Path: utzoo!mnetor!uunet!seismo!sundc!pitstop!sun!quintus!ok
From: ok@quintus.UUCP (Richard A. O'Keefe)
Newsgroups: comp.lang.c
Subject: Re: Bug in Green Hills compiler
Message-ID: <484@cresswell.quintus.UUCP>
Date: 21 Dec 87 05:42:10 GMT
References: <482@cresswell.quintus.UUCP> <6883@brl-smoke.ARPA>
Organization: Quintus Computer Systems, Mountain View, CA
Lines: 24
Keywords: i[a] not understood
Summary: it's not me that's misunderstanding

In article <6883@brl-smoke.ARPA>, gwyn@brl-smoke.ARPA (Doug Gwyn ) writes:
> In article <482@cresswell.quintus.UUCP> [I wrote]:
> >BTW: now that the ANSI C committee have decided to flout centuries
> >of mathematical tradition and make (X+Y) different from X+Y, what
> >does this do to E1[E2]?
> 
> First of all, you appear to be under some misunderstanding.

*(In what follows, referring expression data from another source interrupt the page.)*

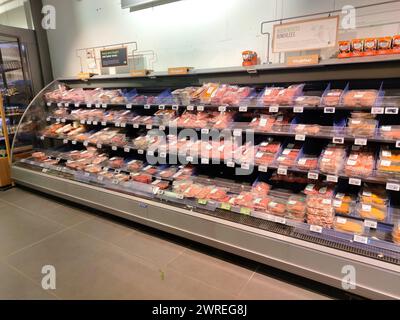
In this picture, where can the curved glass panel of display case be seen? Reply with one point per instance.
(44, 147)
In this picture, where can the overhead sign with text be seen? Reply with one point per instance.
(114, 57)
(305, 35)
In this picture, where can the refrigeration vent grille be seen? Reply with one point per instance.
(339, 244)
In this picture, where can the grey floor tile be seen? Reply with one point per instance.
(67, 250)
(151, 248)
(19, 229)
(104, 229)
(262, 287)
(14, 286)
(217, 273)
(65, 215)
(14, 195)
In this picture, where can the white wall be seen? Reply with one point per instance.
(197, 33)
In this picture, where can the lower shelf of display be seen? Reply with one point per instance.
(149, 192)
(337, 138)
(391, 184)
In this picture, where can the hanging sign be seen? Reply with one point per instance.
(114, 57)
(305, 35)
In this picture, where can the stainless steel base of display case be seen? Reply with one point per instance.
(374, 279)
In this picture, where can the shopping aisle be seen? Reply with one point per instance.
(99, 258)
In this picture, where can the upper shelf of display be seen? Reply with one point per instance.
(377, 67)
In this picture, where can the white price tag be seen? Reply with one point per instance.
(316, 229)
(245, 166)
(263, 168)
(338, 140)
(371, 224)
(355, 182)
(377, 110)
(282, 171)
(274, 109)
(329, 110)
(360, 239)
(392, 110)
(298, 109)
(333, 179)
(393, 186)
(280, 220)
(361, 142)
(230, 164)
(313, 176)
(300, 137)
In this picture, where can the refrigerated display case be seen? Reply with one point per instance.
(309, 188)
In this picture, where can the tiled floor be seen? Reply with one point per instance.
(97, 257)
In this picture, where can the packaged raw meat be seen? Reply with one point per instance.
(332, 98)
(288, 96)
(332, 159)
(349, 225)
(396, 234)
(360, 98)
(261, 189)
(134, 166)
(307, 162)
(270, 96)
(116, 163)
(360, 162)
(39, 156)
(362, 125)
(92, 168)
(344, 203)
(308, 101)
(371, 211)
(142, 178)
(310, 129)
(162, 185)
(390, 132)
(389, 162)
(296, 208)
(277, 207)
(219, 194)
(151, 170)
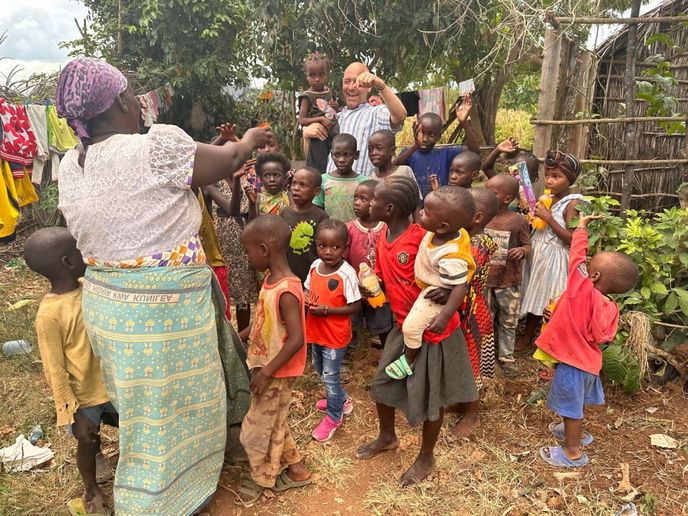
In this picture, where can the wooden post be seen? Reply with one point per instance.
(549, 79)
(629, 90)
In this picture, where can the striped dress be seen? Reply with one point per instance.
(544, 276)
(476, 318)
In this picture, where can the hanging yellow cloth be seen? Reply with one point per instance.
(61, 138)
(14, 193)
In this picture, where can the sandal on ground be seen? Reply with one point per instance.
(555, 456)
(557, 429)
(284, 482)
(547, 374)
(248, 493)
(77, 507)
(509, 369)
(399, 369)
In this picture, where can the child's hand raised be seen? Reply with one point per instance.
(542, 212)
(438, 323)
(463, 109)
(227, 132)
(585, 219)
(318, 310)
(251, 194)
(508, 146)
(434, 182)
(369, 80)
(258, 381)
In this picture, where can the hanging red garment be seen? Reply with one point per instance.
(18, 140)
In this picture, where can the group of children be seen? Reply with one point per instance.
(457, 264)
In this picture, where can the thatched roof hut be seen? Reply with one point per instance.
(655, 185)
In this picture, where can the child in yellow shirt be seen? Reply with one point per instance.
(71, 368)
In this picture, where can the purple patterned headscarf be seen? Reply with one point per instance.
(87, 87)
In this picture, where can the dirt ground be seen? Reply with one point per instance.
(496, 472)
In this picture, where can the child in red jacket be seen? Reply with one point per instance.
(584, 318)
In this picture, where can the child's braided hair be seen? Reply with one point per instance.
(316, 57)
(403, 193)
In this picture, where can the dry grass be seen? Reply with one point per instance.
(498, 472)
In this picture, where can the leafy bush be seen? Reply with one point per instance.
(516, 123)
(659, 245)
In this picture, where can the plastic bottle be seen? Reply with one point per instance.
(15, 347)
(546, 200)
(35, 434)
(370, 282)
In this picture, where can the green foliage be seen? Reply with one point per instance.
(659, 245)
(620, 365)
(658, 81)
(516, 123)
(521, 93)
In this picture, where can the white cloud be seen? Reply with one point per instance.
(35, 31)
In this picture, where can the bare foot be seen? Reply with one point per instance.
(299, 472)
(523, 344)
(369, 450)
(104, 471)
(94, 501)
(464, 428)
(456, 408)
(420, 469)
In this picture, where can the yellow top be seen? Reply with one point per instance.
(208, 236)
(71, 368)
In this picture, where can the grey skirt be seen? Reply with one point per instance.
(442, 376)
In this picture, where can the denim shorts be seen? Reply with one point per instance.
(377, 320)
(103, 413)
(572, 389)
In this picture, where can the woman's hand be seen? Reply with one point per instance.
(585, 220)
(258, 381)
(227, 132)
(369, 80)
(439, 296)
(315, 131)
(257, 137)
(508, 146)
(516, 253)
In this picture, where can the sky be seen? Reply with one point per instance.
(34, 31)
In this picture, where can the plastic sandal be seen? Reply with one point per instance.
(284, 482)
(557, 429)
(555, 456)
(399, 369)
(252, 492)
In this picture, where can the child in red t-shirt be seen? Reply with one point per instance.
(332, 297)
(363, 236)
(584, 318)
(442, 372)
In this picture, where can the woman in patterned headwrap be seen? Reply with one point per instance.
(545, 276)
(148, 303)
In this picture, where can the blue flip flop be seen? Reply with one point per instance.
(557, 429)
(558, 458)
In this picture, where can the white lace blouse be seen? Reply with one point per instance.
(133, 196)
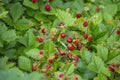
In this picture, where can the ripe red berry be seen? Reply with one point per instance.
(61, 24)
(76, 42)
(47, 8)
(97, 9)
(111, 67)
(71, 47)
(69, 55)
(50, 60)
(85, 24)
(118, 32)
(50, 0)
(61, 75)
(40, 40)
(43, 30)
(76, 58)
(41, 52)
(34, 1)
(85, 36)
(48, 66)
(62, 35)
(90, 38)
(78, 15)
(34, 68)
(69, 40)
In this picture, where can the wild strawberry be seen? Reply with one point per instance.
(69, 55)
(34, 1)
(90, 38)
(62, 35)
(76, 42)
(47, 8)
(41, 52)
(40, 40)
(78, 15)
(111, 67)
(43, 30)
(61, 75)
(76, 58)
(71, 47)
(69, 40)
(118, 32)
(61, 24)
(85, 36)
(79, 47)
(34, 68)
(85, 24)
(50, 60)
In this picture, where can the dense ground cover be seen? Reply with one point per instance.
(59, 40)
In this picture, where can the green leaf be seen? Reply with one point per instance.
(114, 56)
(9, 35)
(16, 11)
(96, 64)
(49, 47)
(65, 17)
(29, 4)
(3, 14)
(23, 24)
(25, 63)
(102, 52)
(3, 63)
(41, 17)
(33, 53)
(70, 70)
(3, 28)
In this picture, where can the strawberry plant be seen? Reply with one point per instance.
(59, 39)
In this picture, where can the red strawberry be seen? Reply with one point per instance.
(41, 52)
(118, 32)
(78, 15)
(71, 47)
(47, 8)
(61, 75)
(34, 1)
(40, 40)
(90, 38)
(85, 36)
(69, 40)
(62, 35)
(111, 67)
(85, 24)
(50, 60)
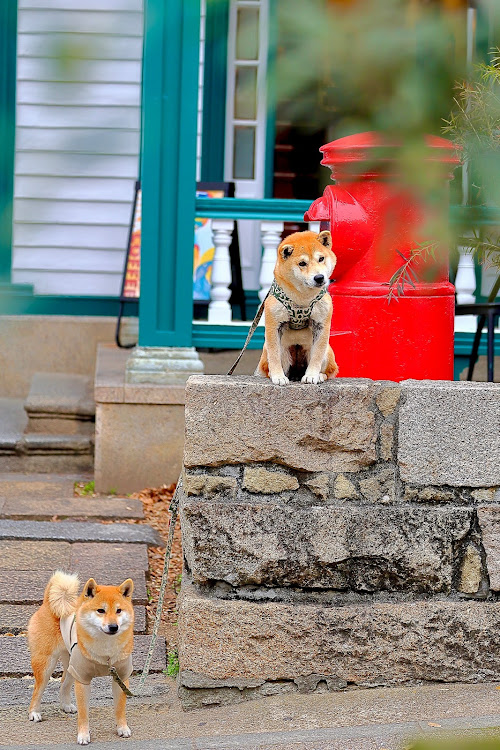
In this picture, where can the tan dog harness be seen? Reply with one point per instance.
(299, 316)
(82, 668)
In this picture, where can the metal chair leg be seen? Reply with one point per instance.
(481, 319)
(491, 347)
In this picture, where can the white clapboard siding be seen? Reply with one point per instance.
(74, 188)
(79, 46)
(82, 4)
(78, 165)
(79, 94)
(62, 116)
(89, 71)
(71, 212)
(77, 143)
(72, 283)
(85, 140)
(110, 261)
(71, 235)
(32, 21)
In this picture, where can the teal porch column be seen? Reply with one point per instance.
(170, 93)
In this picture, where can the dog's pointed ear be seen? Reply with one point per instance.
(326, 239)
(126, 588)
(90, 589)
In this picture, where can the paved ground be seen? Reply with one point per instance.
(354, 720)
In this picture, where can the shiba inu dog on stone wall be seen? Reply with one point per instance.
(298, 312)
(90, 634)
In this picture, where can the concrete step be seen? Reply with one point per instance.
(38, 452)
(60, 404)
(85, 557)
(51, 497)
(15, 659)
(76, 531)
(26, 587)
(70, 507)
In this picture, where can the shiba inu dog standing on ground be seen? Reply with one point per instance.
(89, 634)
(298, 312)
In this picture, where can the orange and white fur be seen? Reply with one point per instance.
(104, 630)
(304, 265)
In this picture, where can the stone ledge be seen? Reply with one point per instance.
(110, 385)
(331, 427)
(449, 433)
(365, 645)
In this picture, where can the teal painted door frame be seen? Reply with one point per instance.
(170, 92)
(8, 46)
(214, 91)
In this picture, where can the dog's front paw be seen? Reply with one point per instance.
(280, 380)
(315, 378)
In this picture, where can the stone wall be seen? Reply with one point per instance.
(339, 535)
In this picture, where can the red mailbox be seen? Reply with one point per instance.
(372, 216)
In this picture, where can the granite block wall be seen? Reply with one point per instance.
(339, 535)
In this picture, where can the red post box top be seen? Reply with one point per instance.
(371, 147)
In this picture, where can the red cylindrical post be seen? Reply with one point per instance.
(375, 221)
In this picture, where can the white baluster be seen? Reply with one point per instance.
(219, 309)
(271, 232)
(465, 284)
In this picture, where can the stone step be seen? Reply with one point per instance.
(37, 452)
(14, 618)
(59, 403)
(70, 507)
(15, 659)
(38, 486)
(26, 587)
(84, 557)
(76, 531)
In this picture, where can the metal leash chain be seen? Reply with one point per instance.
(114, 674)
(251, 331)
(174, 509)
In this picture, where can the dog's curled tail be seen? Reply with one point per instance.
(61, 593)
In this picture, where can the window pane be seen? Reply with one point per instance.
(244, 152)
(247, 35)
(245, 94)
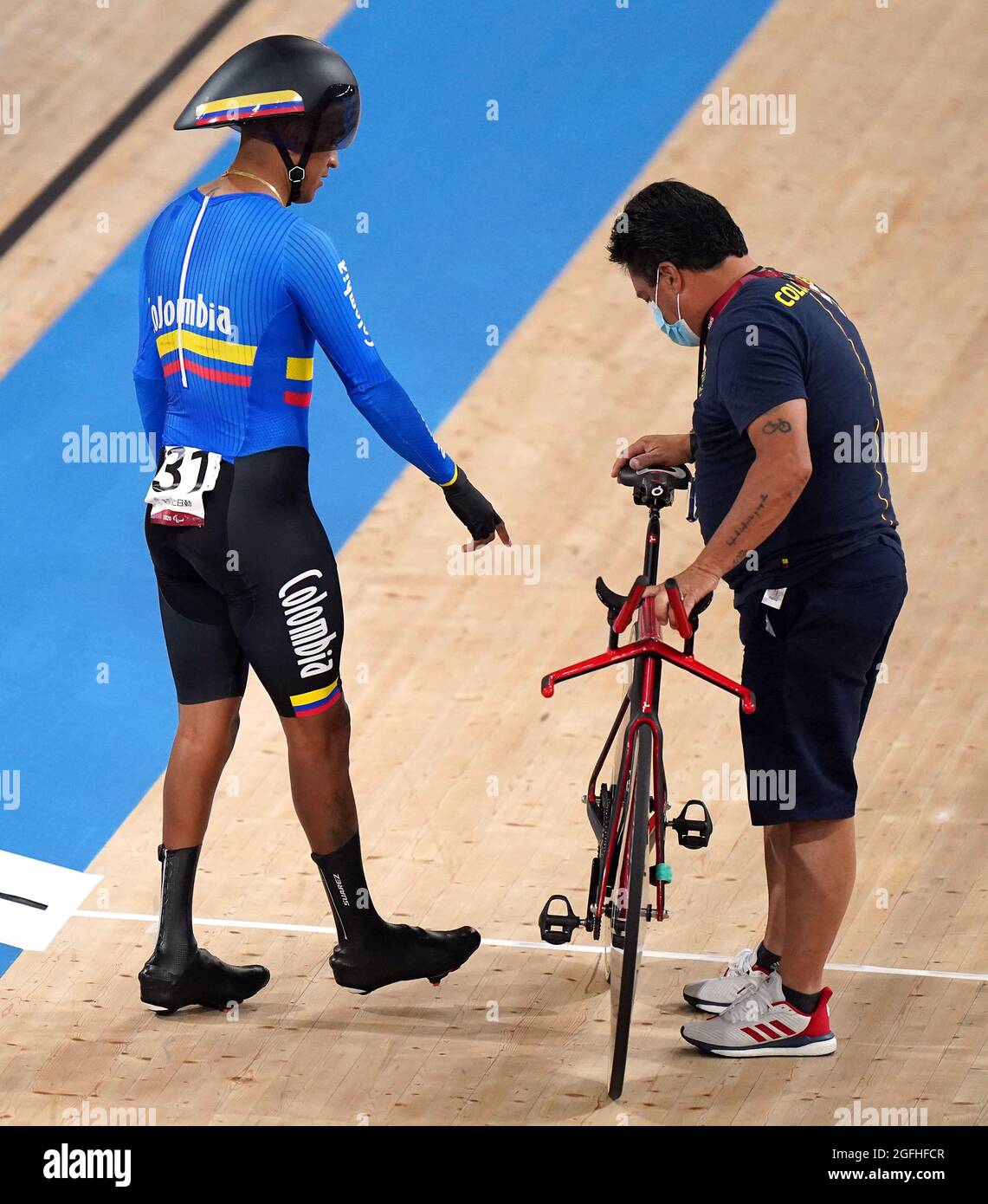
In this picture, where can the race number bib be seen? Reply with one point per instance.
(179, 484)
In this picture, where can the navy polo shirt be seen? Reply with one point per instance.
(775, 340)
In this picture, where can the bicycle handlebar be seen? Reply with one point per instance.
(630, 605)
(679, 608)
(633, 601)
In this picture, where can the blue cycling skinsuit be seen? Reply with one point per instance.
(235, 292)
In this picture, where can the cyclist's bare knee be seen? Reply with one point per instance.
(210, 724)
(329, 731)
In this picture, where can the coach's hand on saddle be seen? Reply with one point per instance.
(655, 451)
(694, 583)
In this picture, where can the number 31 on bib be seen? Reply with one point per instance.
(178, 487)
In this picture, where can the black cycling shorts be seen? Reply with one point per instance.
(256, 586)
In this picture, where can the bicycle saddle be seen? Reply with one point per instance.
(655, 487)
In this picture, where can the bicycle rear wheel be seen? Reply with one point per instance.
(626, 925)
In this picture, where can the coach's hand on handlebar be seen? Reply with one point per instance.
(694, 584)
(655, 451)
(475, 512)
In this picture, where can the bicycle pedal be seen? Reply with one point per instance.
(558, 929)
(694, 833)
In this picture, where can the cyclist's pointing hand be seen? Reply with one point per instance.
(655, 451)
(475, 512)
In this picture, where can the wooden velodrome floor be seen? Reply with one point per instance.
(453, 706)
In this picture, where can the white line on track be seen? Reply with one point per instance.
(271, 926)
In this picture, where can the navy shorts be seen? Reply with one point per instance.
(812, 664)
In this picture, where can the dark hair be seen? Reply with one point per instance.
(670, 221)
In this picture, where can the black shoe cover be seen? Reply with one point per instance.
(400, 954)
(204, 982)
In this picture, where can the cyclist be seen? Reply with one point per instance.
(236, 288)
(806, 537)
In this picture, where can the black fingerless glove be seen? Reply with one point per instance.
(471, 507)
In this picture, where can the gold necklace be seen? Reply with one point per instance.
(247, 175)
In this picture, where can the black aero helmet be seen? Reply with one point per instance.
(290, 90)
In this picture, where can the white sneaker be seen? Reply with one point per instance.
(762, 1024)
(715, 994)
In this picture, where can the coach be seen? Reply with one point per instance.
(808, 543)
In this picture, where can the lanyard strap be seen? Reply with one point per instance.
(721, 303)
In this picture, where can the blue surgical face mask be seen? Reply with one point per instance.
(678, 331)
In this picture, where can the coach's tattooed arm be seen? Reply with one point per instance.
(774, 482)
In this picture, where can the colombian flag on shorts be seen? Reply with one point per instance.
(317, 701)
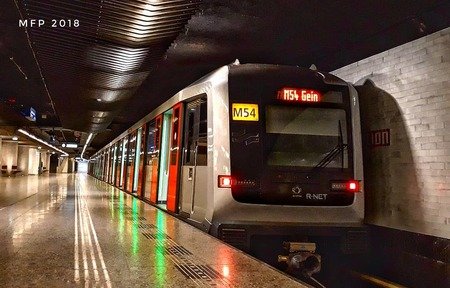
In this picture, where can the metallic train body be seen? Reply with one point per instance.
(257, 195)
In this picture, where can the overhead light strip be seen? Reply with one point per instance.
(42, 141)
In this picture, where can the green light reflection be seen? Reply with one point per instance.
(135, 227)
(160, 260)
(121, 217)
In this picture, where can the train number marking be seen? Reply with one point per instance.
(245, 112)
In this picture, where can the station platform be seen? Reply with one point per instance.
(71, 230)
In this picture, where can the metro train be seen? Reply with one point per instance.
(251, 153)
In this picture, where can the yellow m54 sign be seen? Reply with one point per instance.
(245, 112)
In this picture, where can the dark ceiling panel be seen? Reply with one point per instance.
(100, 51)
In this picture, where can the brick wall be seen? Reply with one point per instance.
(408, 182)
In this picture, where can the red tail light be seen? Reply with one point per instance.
(349, 186)
(225, 181)
(353, 186)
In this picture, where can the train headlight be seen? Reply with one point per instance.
(225, 181)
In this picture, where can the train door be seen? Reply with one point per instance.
(194, 169)
(174, 158)
(163, 180)
(140, 159)
(123, 177)
(153, 155)
(118, 163)
(131, 162)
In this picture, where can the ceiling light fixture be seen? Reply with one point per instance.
(42, 141)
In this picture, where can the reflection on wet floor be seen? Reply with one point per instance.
(78, 231)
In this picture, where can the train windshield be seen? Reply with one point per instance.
(305, 136)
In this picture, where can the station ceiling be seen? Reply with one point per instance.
(115, 61)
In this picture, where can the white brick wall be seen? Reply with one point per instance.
(408, 182)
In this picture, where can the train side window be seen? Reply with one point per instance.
(195, 147)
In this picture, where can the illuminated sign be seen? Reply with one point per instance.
(245, 112)
(29, 113)
(380, 137)
(299, 95)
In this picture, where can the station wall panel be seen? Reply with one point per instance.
(407, 181)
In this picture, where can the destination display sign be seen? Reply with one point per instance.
(299, 95)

> (X+Y) is no more different from X+Y under the new rule than it ever was.

Under the new rules, (X+Y) and X+Y are in fact different, that is,
they BEHAVE differently.  (X and Y stand for arbitrary expressions.)
The point here is that E1[E2] has in the past been defined in one of
two previously equivalent ways:
	(*((E1)+(E2)))
or	(*(E1+(E2)))
If parentheses have an operational effect, these two definitions are
no longer equivalent.  What I was asking for, and still would like, is
a plain statement of what the new definition of E1[E2] is, and in
particular, a plain statement of under which conditions the compiler
is entitled to merge E1 and E2 rather than evaluating them separately.
(Note that this is POINTER arithmetic, >>not<< integer arithmetic, so
statements about equivalence if integer overflow is disabled are not
enough to tell me whether the compiler is entitled to treat
2[a+1] as a[3] or not.)  Surely this isn't too much to ask?